Vinyl represent timeless music and a different listening experience than other audio formats. From their cultural and historical significance to the nostalgic feelings they bring, even young listeners – who do not have the same connection as their parents or older siblings – listen to and own vinyl. But what makes them better than the rest?
Why are records better? Vinyl records are better because they produce an experience and sound better than other formats. Purchasing and owning a physical record supports the artists more, gives the collector a piece of artwork, and gives the collector a better-sounding music experience.
How Are Vinyl Records Better?
Some people believe vinyl is complicated, expensive, and inconvenient, yet people still love it, and according to the Recording Industry Association of America (RIAA), vinyl record sales increased by 30% in 2020.
With all the limitations, what qualities are vinyl offering to make people switch over?
Per statistica.com, people within the age bracket of 24- 35 are as likely to buy vinyl records as people in their 50s.
Maybe it’s because, with vinyl, you are actively engaged in the listening process? Or perhaps it’s the quality of the sound?
The revival of vinyl is a testament to its superiority because it has its distinct sound and quality.
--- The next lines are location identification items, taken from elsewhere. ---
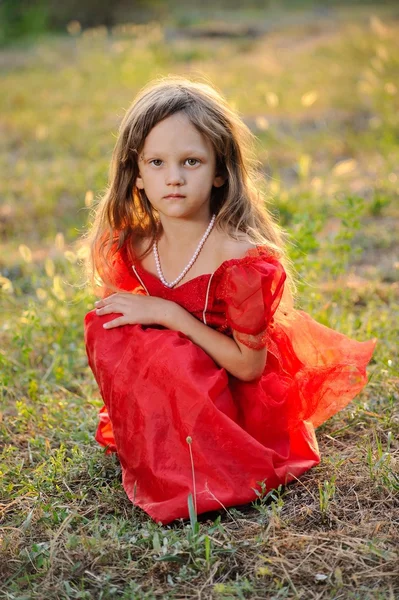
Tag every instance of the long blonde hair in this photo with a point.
(124, 213)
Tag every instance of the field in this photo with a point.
(321, 93)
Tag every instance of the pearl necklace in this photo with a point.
(191, 262)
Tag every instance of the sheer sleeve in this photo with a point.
(252, 292)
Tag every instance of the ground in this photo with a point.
(321, 94)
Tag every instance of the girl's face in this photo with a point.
(178, 160)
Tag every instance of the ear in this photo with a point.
(139, 183)
(219, 181)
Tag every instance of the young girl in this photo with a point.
(212, 381)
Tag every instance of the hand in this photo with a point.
(134, 309)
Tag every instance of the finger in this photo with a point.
(116, 323)
(106, 310)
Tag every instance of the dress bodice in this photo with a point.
(242, 294)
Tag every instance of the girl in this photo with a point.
(212, 382)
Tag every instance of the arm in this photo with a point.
(236, 358)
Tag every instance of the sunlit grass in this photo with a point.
(323, 101)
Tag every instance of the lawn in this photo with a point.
(321, 93)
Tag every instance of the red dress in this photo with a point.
(159, 388)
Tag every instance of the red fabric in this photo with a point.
(159, 388)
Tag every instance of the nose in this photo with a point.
(174, 176)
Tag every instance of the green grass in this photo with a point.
(323, 100)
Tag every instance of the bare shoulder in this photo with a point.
(229, 248)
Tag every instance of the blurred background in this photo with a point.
(317, 83)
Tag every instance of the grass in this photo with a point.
(323, 100)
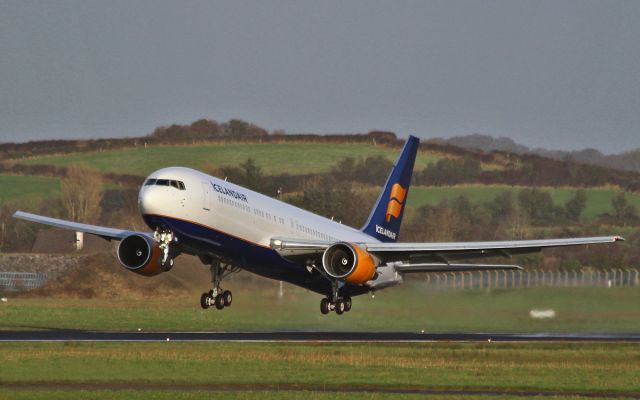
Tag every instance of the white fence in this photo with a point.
(17, 281)
(532, 278)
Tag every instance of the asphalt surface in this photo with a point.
(329, 337)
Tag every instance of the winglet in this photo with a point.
(386, 216)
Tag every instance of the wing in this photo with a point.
(437, 257)
(104, 232)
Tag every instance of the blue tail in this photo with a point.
(386, 216)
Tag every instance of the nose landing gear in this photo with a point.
(217, 297)
(164, 238)
(335, 303)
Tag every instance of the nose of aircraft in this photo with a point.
(149, 200)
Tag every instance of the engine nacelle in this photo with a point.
(141, 255)
(349, 262)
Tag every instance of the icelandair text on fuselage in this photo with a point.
(383, 231)
(229, 192)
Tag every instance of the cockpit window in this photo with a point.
(165, 182)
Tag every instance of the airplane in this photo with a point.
(231, 228)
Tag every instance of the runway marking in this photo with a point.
(292, 387)
(306, 337)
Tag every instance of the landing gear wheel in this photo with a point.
(340, 308)
(204, 301)
(219, 302)
(228, 298)
(347, 304)
(325, 306)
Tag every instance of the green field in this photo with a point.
(598, 199)
(303, 369)
(410, 308)
(295, 158)
(14, 188)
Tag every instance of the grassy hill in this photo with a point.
(17, 188)
(598, 199)
(294, 158)
(273, 158)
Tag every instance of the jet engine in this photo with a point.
(349, 262)
(140, 254)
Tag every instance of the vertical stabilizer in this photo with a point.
(386, 216)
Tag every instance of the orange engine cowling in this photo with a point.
(140, 254)
(349, 262)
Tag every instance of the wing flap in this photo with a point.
(104, 232)
(483, 249)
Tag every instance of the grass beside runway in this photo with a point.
(409, 308)
(245, 367)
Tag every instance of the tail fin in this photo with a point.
(386, 216)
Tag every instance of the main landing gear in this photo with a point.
(217, 297)
(164, 239)
(335, 303)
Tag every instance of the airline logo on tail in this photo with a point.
(396, 201)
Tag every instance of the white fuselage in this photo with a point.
(237, 211)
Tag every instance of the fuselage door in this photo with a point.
(206, 196)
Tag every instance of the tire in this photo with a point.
(324, 306)
(347, 304)
(340, 307)
(204, 301)
(228, 298)
(219, 302)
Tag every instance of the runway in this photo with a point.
(325, 337)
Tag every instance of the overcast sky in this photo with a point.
(554, 74)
When you are looking for something natural or warm with an allure and charm that sucks you in, some people prefer the experience of lining the record up, placing the needle, kicking back, and enjoying the music.
The allure of music you can physically touch, hold, and value.
Below we’ll go over some of the stand-out qualities that vinyl offers to listeners.
Does Vinyl Sound Better?
Yes! Vinyl sounds better because vinyl reproduce sound well and produce high-quality vintage sounds that have depth and texture. There are no distortions when louder sounds are played with vinyl. Instead, they have a warmer, more prosperous, and deeper sound, and no details are lost in the process of recording.
Vinyl is the only physical format that is analog lossless. This allows for much more detail and warmth to be heard if you have a decent quality stereo setup.
Vinyl Records Are Warm
Any sound that makes you feel calm and at peace with yourself is considered warm.
Warmth in music involves adding low/mid-range harmonics to low frequencies to create slight distortions that give it more character. For example, a vinyl record emphasizes mid-range sounds and creates a warm and fuzzy feeling.
Warmth refers to the sound qualities that are carried through the material.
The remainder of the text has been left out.